14.  The required equipment was never installed (Tr. 130-132), and in a final decision dated October 1, 1997, the contracting officer terminated the contract for default.  The contracting officer relied on the number of performance irregularities—mainly late deliveries—since the beginning of 1997 and Appellant’s failure to provide a vehicle that met the specifications.  The contracting officer cited specifically
Appellant’s failure to have stake pockets, a door saver bar and plywood lining of the interior walls.  (Tr. 17; AF E; Stip. ¶¶ 12, 13).

DECISION

            Respondent argues that the termination was justified by Appellant’s late performance on a number of occasions and by his failure to install the load restraint system and plywood liner specifically required by the contract.

Appellant argues that any late performance was excusable, and that he never failed to deliver the mail, even when he was delayed.  Regarding the equipment he was to install in the truck, he argues that he was a small businessman and that his financial condition prevented him from complying.

Appellant’s contract was properly terminated for default for his failure to install the load restraint equipment and the plywood liner.  Respondent has shown that the particular requirements at issue were significant to the safety of the transport of the mail and to the security of the mail in the cargo van (Findings 3, 4).[1]  Appellant does not deny that the contract required him to install the load restraint system and the plywood liner, and he concedes that he did not do so before the contract was terminated.

Appellant has not shown a valid excuse for failing to equip his vehicle as required.  Any financial difficulties experienced by Appellant would not excuse his failure to comply with the contract requirements, because there was no suggestion that Respondent had caused those difficulties.  See Mowtron Indus., Inc., PSBCA No. 1743, 88-3 BCA  20,834.

Appellant also argued that he could not have taken the vehicle out of service for the two to three days it would have taken to install the required equipment and still perform the contract.  However, if he had had a contract-compliant backup vehicle, as required by the contract (Finding 5), he would have been able to accomplish the work promptly without missing service on the route.

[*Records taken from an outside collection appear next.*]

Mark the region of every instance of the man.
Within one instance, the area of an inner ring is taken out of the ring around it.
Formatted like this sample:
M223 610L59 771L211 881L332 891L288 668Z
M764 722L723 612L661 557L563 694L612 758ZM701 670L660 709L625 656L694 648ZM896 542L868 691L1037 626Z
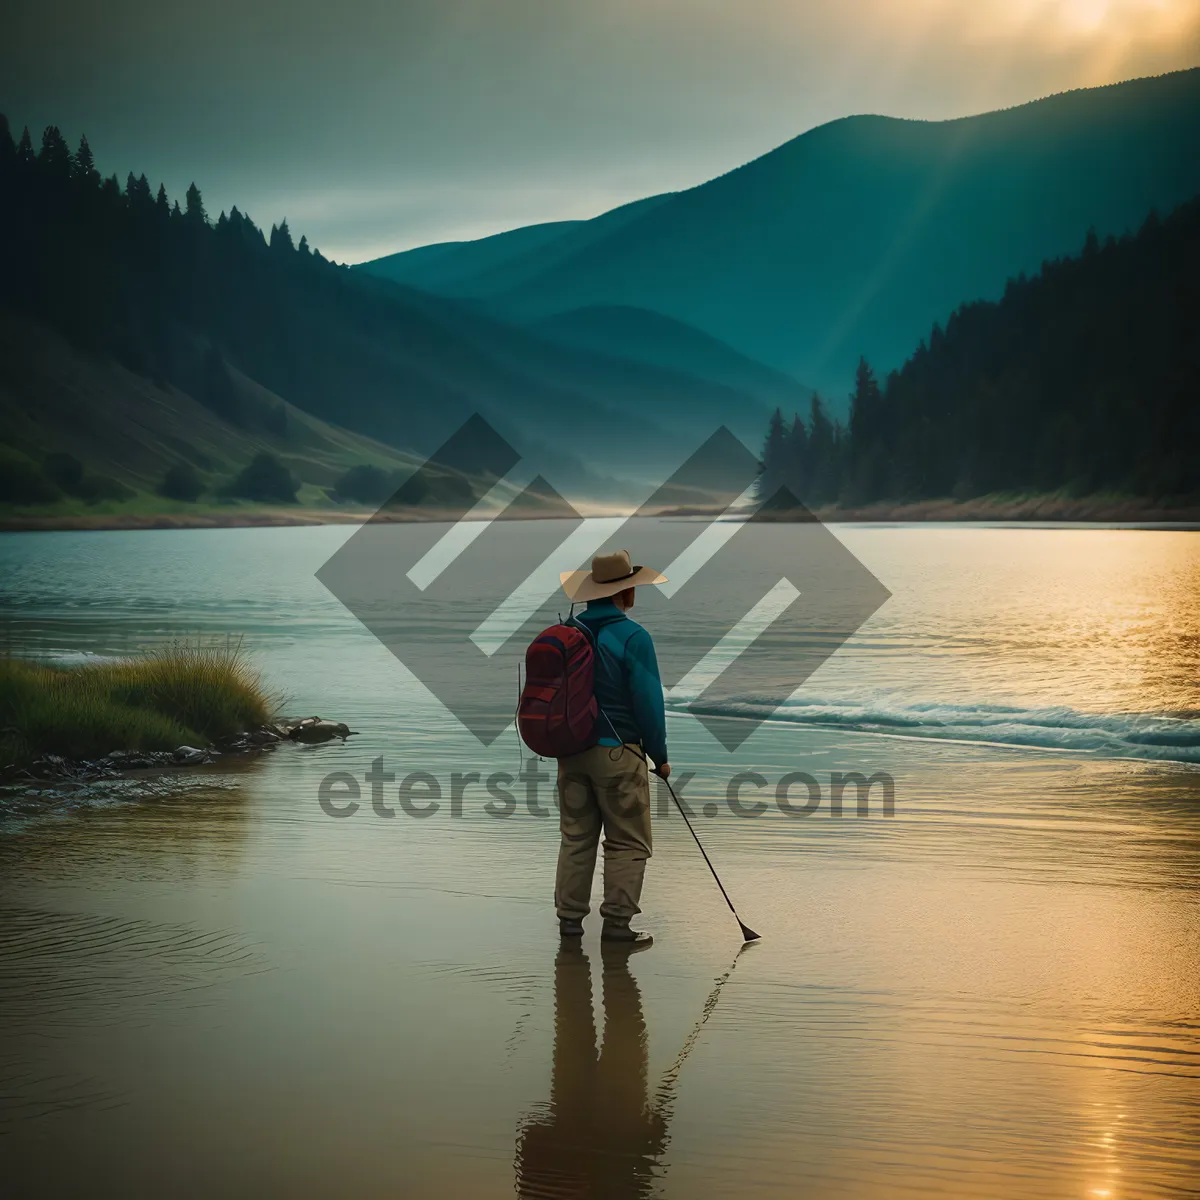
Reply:
M586 626L595 646L601 736L590 750L558 761L562 843L554 903L559 932L566 938L583 934L603 830L600 936L604 941L649 946L654 940L650 934L635 932L629 925L642 911L638 900L651 853L647 757L664 779L671 767L654 643L627 614L635 589L666 583L667 577L649 567L633 566L629 551L617 550L597 555L590 572L565 571L560 578L570 600L587 602L576 619Z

Finally, Appellant contended that the termination was improper because he had made arrangements for the truck to be brought up to specification standards on October 3 and had so advised Respondent’s contract specialist immediately before the contract was terminated.  On this point, however, we have credited the contract specialist’s testimony that Appellant did not advise her of an intention to install the equipment or of any appointment he had for doing so (Finding 13).

Appellant’s failure to install the equipment despite being given ample opportunity to do so breached the contract, and the contracting officer reasonably exercised his discretion in terminating the contract based on Appellant’s providing nonconforming equipment that compromised the safety and security of the mail.  See James A. Weibel, PSBCA No. 2960, 91-3 BCA  24,268; Charles E. Blanton, PSBCA No. 1381, 86-1 BCA  18,723.[2]

The appeal is denied.

Norman D. Menegat

Administrative Judge

Board Member

 

I concur:

James A. Cohen

Administrative Judge

Chairman

I concur:

David I. Brochstein

Administrative Judge

Vice Chairman



[1]  Appellant contended that the stake pockets were not crucial because he seldom carried BMC containers, but Respondent is entitled to strict performance of its contract requirements regardless of Appellant’s view as to the necessity for the stake pockets.  See J & M Trucking, PSBCA No. 2804, 92-1 BCA  24,598; Charles E. Blanton, PSBCA No. 1381, 86‑1 BCA  18,723.  He also testified that he had drilled the holes into which the metal stake pockets would be inserted.  However, simply drilling holes in the floor did not meet the specification requirements.

[2]   Appellant’s history of late performance (Findings 11, 12) gave the contracting officer additional grounds for terminating the contract.  However, because we find that Appellant’s failure to equip his truck properly was a sufficient basis for the termination, we need not address separately the late performance.